Les tunisiens de l’intérieur du pays, qui se sont révoltés, il y a une année et trois mois, pour protester contre, entre autres, le régionalisme et le déséquilibre régional ne sont pas au bout de leur peine tant ils assistent, aujourd’hui, à la résurgence du même phénomène avec quelques nuances et de nouvelles pratiques.
C’est ce que laisse entendre du moins une récente interview à Radio Express Fm, Riadh Bettaieb, ministre de l’Investissement et de la Coopération internationale.
Dans cette interview «bizarre» qui dit long sur les orientations du gouvernement en matière d’investissement, le ministre, qui doit pourtant tout à la révolution, fait le point de l’investissement en Tunisie et annonce, avec grande fierté, un ensemble de projets qui seront réalisés pour la plupart sur le littoral, plus exactement sur le corridor d’or, l’axe Skhira -Tunis. Mieux, ces projets présentant l’avantage d’être, dans leur écrasante majorité, des projets propres.
Il s’agit d’une raffinerie à Skhira (port pétrolier) pour une enveloppe, tenez vous bien, de 2.500 MDT, d’une centrale électrique et d’une gare moderne avec une tour et des galeries marchandes souterraines, à Sousse, de l’aménagement d’une station touristique haut de gamme à Sebkhat Al Ghayadha, à Mahdia, d’une usine automobile Volkswagen probablement à Sfax, de la conversion partielle des 40 ports de pêche que compte le pays en ports de plaisance, d’une usine de montage des petits aéronefs par Airbus à Tunis, d’hôpitaux off shore soit à Tunis, soit à Sfax, soit à Sousse.
La liste est loin d’être finie: le ministre a annoncé la dynamisation de mégaprojets touristico-immobiliers dans le Grand Tunis (Port financier à Kalâat Landalouss, Tunis Sport City du groupe Boukhater), la Porte de la Mméditerranée du groupe Sama Dubai …), l’avancement à un rythme accéléré du processus de création d’une société de transport maritime entre la Tunisie et les pays du Golfe, la réalisation de zones logistiques (entreposage, stockage, conditionnement) aux environs des sites de production lesquels sont localisés, jusqu’ici, sur le littoral.
Le ministre ne comptait pas s’arrêter, n’eut été l’intervention de l’animateur Wassim Ben Larbi qui l’a interpellé sur la part des régions de l’intérieur dans ces projets d’investissement.
Sans hésiter, le ministre a dépoussiéré deux projets abandonnés, dans le passé, pour leur faible rentabilité.
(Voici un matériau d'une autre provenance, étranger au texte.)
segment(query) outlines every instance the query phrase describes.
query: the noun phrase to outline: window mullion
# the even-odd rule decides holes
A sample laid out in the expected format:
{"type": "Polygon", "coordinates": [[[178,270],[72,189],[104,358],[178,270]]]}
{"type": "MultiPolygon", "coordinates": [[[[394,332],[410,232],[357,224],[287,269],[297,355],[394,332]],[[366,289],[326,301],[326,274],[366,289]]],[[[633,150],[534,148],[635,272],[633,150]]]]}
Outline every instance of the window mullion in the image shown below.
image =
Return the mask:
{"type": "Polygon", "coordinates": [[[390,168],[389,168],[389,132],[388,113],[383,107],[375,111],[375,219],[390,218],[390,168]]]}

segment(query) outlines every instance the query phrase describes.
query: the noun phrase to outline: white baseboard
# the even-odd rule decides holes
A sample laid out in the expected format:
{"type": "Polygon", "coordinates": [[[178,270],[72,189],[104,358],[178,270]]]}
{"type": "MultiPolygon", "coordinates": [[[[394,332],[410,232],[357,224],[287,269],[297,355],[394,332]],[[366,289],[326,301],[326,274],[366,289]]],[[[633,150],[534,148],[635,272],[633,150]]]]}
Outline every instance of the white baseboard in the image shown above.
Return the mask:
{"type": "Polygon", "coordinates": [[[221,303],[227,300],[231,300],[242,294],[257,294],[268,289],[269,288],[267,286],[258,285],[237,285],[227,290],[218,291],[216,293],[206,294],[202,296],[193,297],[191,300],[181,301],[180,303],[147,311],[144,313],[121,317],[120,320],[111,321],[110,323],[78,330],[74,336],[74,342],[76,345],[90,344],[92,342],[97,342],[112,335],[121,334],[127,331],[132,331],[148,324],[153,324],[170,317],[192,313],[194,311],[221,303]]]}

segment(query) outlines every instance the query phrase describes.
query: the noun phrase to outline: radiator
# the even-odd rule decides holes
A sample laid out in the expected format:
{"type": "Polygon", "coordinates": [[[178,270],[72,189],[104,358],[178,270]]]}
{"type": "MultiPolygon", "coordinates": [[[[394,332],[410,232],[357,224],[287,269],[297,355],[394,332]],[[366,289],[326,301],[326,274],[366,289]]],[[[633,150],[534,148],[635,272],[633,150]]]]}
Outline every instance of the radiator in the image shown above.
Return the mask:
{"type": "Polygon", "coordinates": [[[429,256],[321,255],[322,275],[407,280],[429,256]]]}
Il s’agit du projet du groupe d’investissement immobilier ‘’Diar Qatar’’, qui sera construit entre Nefta et Tozeur sur une superficie de 40 hectares (80 millions de dollars) et de deux autres projets d’exploitation du phosphate dans les régions du Kef (gisement Sra-ouertane) et de Tozeur.
Ces deux derniers projets présentent le désavantage d’être extrêmement polluants. Il suffit de visiter les régions de Gafsa, Sfax et Gabès pour se rendre compte des énormes dégâts occasionnés par l’extraction, le transport et la transformation du phosphate et de leurs effets pervers sur le cadre de vie et la santé des gens. Pour mémoire, ni la Compagnie de phosphate de Gafsa ni le ministère de la Santé publique n’ont jamais osé publier une quelconque étude sur l’impact du phosphate sur la santé.
Au regard des révélations du ministre, on se rend compte que le fossé entre l’Est et l’Ouest du pays demeure très large et très profond. Dans le passé, les ministres de Bourguiba et de Ben Ali s’étaient donnés à cœur joie pour programmer les investissements les plus lourds sur le littoral et pour faire de l’assistance sociale à l’intérieur du pays. Aujourd’hui, les ministres de la Troïka semblent tomber dans le même piège. Ils ont tendance à tourner le dos aux objectifs de la révolution et se délecter à programmer à l’ouest, des projets non seulement non rentables mais également polluants et compromettants pour l’environnement et la santé.
La question qui se pose dès lors: l’équilibre régional serait-t-il un éternel mirage en Tunisie?